Karl Towns Sr. Might Sue the Timberwolves and Mascot After Stunt Caused Knee Injury

NBA

Karl Towns Sr. Might Sue the Timberwolves and Mascot After Stunt Caused Knee Injury

Sports Illustrated’s Michael McCann is reporting that Karl Towns Sr., the father of Timberwolves star Karl-Anthony Towns, is considering suing the team and its mascot, Crunch, after allegedly suffering a serious knee injury during Crunch’s above stunt in late January. McCann writes:

The Timberwolves’ prophetically named mascot, Crunch, appeared to lose balance towards the end of a high-speed sledding stunt and hit an empty front row seat next to the aisle. That seat, in turn, crashed into the right knee of Towns Sr., who was sitting next to the empty seat. The elder Towns is now exploring potential legal options, including the possibility of suing his son’s team for negligence.
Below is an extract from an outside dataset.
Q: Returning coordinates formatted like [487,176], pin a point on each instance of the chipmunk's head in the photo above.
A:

Though the incident occurred midway through the second quarter, the elder Towns, who was in “considerable pain” and given an ice pack, remained at the game under the reported belief that his son would notice his absence and become concerned about his health if he left. As the game progressed, his knee reportedly swelled up to the point where he could not put weight on it. He went to the hospital for an MRI and was spotted on crutches weeks later.

McCann, who is excellent at breaking down legal stories into pieces that are understandable for laymen, had a lengthy analysis of the potential litigation — which we encourage you to read in full — and concluded thusly:

The most likely scenario is that Towns Sr. and interested parties, most notably the Timberwolves, resolve the matter out of court. They could do so through mediation, where a neutral mediator would review the dispute and proposes a settlement that, if all parties accept, would end the matter. The reality is that the Timberwolves do not want to litigate against the father of the team’s franchise player—such a move would obviously damage the team’s chances at keeping Towns Jr. for the long haul. It stands to reason that a deal could be had long before anyone appears in court.

This story will be worth monitoring.